There are some exceptions, so feel free to contact me if you have questions or need help.

Charitable Donations with Appreciated Investments

If you are making year-end gifts to charity, using appreciated investments instead of cash will provide you with a charitable tax deduction and avoid capital gains tax. These gifts take longer to process than cash, so the gifting paperwork should be submitted by December 14th.

Stacy will process these gifts for you, and you can simply send her the charity’s gift instructions and the dollar amount you want to gift (send to We will review the gift to see if it makes sense to use capital gains in your situation, and then facilitate any resulting gifts from your accounts here.

IRA and Roth IRA Contributions

IRA, Roth IRA, and employer retirement plan contribution limits are unchanged for 2016 but vary based on income levels and age.

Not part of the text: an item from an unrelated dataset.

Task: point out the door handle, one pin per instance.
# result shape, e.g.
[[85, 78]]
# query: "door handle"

The start of the year is the time to review these and ensure you are receiving the maximum available tax advantages, then adjust your monthly contributions accordingly and catch up on any missed 2016 contributions before filing your taxes.

I recommend you contact me in January to review these contributions and make any needed adjustments. Just send me a quick note and I will let you know if there is any additional information I need from you in order to complete the review.

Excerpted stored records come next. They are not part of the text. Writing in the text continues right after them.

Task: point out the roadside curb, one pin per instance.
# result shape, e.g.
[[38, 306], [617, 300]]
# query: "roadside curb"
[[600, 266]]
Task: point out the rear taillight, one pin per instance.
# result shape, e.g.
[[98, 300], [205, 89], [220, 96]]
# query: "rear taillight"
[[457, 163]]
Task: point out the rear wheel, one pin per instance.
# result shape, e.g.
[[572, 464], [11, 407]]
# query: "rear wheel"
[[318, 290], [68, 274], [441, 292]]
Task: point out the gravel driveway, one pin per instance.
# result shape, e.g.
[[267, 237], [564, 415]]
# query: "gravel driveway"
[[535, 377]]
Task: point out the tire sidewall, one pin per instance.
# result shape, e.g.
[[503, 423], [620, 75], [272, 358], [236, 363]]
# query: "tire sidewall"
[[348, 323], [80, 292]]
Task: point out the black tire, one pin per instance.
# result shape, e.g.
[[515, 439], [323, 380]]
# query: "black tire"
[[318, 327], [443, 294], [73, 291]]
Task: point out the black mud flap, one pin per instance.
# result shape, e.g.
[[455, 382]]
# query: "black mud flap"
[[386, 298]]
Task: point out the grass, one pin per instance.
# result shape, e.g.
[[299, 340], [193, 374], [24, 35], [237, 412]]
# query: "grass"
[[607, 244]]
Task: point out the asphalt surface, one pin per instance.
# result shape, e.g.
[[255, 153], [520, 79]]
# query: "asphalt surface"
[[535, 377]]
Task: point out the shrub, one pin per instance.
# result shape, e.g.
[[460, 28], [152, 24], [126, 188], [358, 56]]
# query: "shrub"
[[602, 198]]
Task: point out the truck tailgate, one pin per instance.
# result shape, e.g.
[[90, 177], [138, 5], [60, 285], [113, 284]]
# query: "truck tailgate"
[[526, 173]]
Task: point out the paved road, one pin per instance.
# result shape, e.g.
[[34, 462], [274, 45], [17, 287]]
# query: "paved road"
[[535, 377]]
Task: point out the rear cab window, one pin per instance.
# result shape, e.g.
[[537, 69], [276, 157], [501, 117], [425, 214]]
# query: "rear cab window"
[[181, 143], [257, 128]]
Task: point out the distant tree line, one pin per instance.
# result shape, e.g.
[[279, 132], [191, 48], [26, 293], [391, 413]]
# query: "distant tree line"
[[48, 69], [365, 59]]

529 Education Savings Plan Contributions

2016 contributions to a 529 Plan must be received by the custodian before December 31st. In some states, including Indiana, missing this deadline will mean the loss of significant tax benefits and credits.

Pushing Deductions into the Current Tax Year

If you are near the tax thresholds for double taxation of Social Security benefits, itemized deductions or marginal tax brackets, or have variable income, you can achieve significant tax savings by lumping deductions into alternating high and low years. Common items that can be pushed into the current year include charitable gifts, property taxes, state taxes, medical expenses, long-term care premiums, business expenses and more.

Realizing additional income through Roth conversions and offsetting the income with pushed deductions can further enhance lifetime tax savings.

Each of these tax transactions needs to be completed by year-end. If you haven’t explored this tax planning already, contact my office after your 2016 tax return is complete and we can discuss these strategies based on your unique situation.

I will in touch again after the New Year with some additional tax information as we prepare for the 2016 tax filing season.

I hope you are having a joy-filled holiday season!